Admittedly, the ease of Nico’s comradeship with Reina, or whatever it could be called, had bothered Libby at first. Terrible as it was to acknowledge, Nico was currently the closest thing Libby had to a friend. Reina had made it clear she had no interest in being amicable with Libby, and the others certainly hated her (in the case of Callum, that feeling was deeply mutual), so the potential loss of Nico was a blow; something Libby had never thought she’d say about Nico de Varona, or the lack of him.
She was particularly resentful of the fact that Reina and Nico had bonded over their joint foray into violence, both because it meant Libby might lose Nico’s alliance—thereby chancing her own elimination once the others felt free to confess their collective dislike—and because it was annoying that Nico had spent four years hating Libby only to befriend a girl who almost never spoke except to scowl.
“Don’t pout, Rhodes,” advised Nico. By then they had all taken to exploring the grounds within the Society’s wards; the house was surrounded by a lovely manicured lawn, a grove of trees, and some roses, beside which had been the first site of Nico and Reina’s communal venture into recreational pugilism.
It was sometime in the early weeks when Nico had first pulled Libby aside, her shading her eyes from the high summer sun and him chirpily toweling the sheen of sweat from his chest. “I still need you,” he assured her, ever his effervescent, pompous self.
“Oh, good,” Libby said drily, “thank heavens I’m still of some use to you.”
“Actually, I’ve been meaning to tell you something.” Nico wasn’t listening, having grown entirely too used to her sarcasm by then, but he surprised her with a conspiratorial hand on her elbow, tugging her around the collection of rose bushes that she supposed counted as a garden to the English. “I’ve noticed something about Reina.”
“Varona,” Libby sighed, “if this is going to be gross—”
“What? No, nothing like that. If anything I’d want to sleep with—well, never mind,” he muttered, “that’s not relevant. The point is, trust me, you want me to get Reina on our side,” he assured her, dropping his voice in a manner she supposed he found provocative. “We need her, and I’m not even sure she understands that. Or why.”
“Do you?” prompted Libby doubtfully. It wasn’t as if Nico had ever been notorious for his talents of perception. For example, he had somehow managed to miss that Libby’s best friend at NYUMA, Mira, had been sickeningly in love with him for the entirety of their schooling.
(Before and after he slept with her. Fuckboys, honestly.)

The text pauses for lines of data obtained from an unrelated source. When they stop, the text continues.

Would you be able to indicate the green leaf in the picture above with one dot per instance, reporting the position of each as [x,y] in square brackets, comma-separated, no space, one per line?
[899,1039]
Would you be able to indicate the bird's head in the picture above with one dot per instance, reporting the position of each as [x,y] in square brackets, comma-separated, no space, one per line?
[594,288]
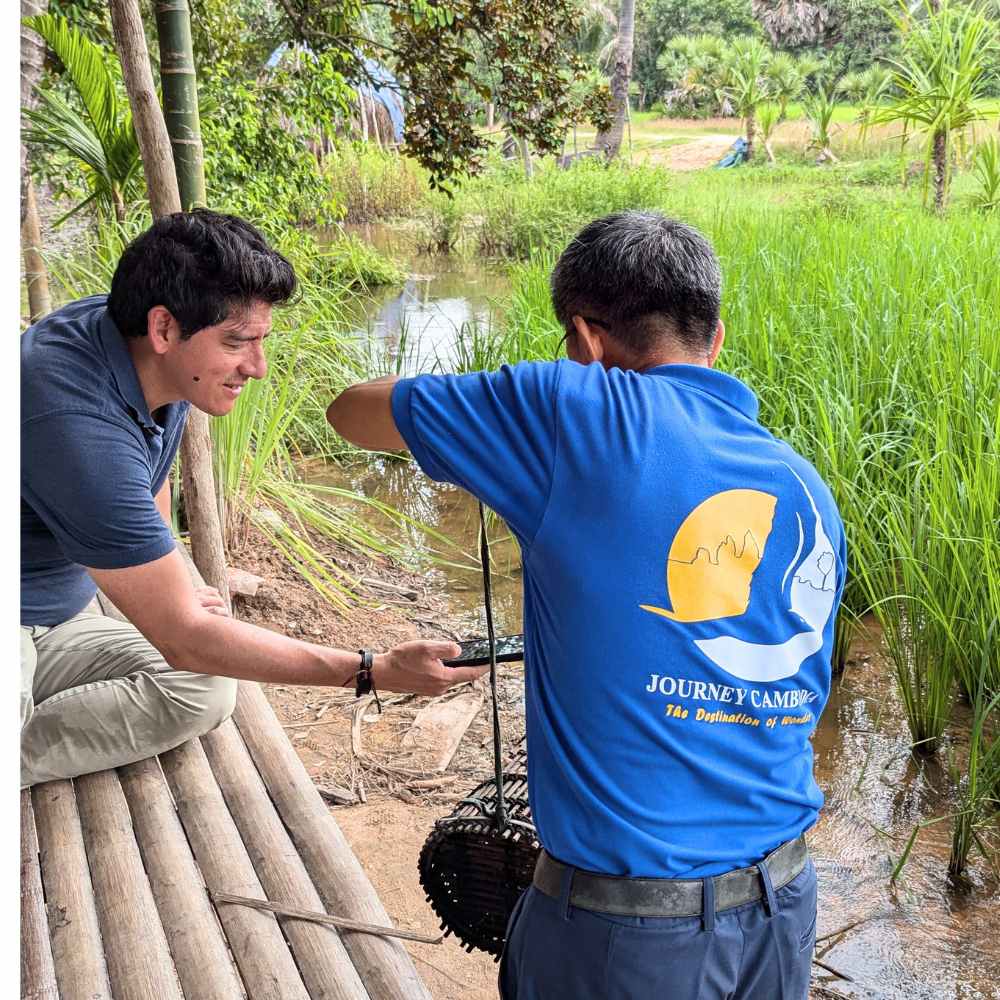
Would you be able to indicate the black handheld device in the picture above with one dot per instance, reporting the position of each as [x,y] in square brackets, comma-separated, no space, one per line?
[476,652]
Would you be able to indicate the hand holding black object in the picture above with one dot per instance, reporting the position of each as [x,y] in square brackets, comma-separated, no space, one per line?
[416,667]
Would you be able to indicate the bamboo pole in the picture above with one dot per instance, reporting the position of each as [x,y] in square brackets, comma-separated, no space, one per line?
[343,886]
[38,974]
[154,143]
[35,275]
[165,198]
[326,967]
[139,963]
[255,939]
[77,949]
[180,99]
[201,956]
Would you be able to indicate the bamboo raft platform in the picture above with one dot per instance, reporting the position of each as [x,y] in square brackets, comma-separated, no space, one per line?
[120,871]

“I sorted it out by accident,” Nico admitted, again dismissing Libby’s loyal efforts to undermine his masculinity on Mira’s behalf, “so your skepticism isn’t entirely the worst, but yes, I do. Reina is—” He broke off, frowning. “She’s like a battery.”
Libby blinked. “What?”
“Well, I’ve been thinking about it, and what is a naturalist except for a type of energy source, right? I don’t know how she’s doing it or what she’s tapping into, but think about it, Rhodes.” Nico seemed to be imploring her; irritatingly, as if the gears in her head were not already turning precisely as his had turned. “I noticed it when we took on the waves medeian at the installation. When I was touching her, it was like I had an extra power source.”
(The epiphany and its corresponding conversation had occurred pre-wormhole. Truthfully, they wouldn’t have managed it at all if not for Nico figuring this out about Reina, but Libby certainly hadn’t confessed that to his face. Nor did she plan to.)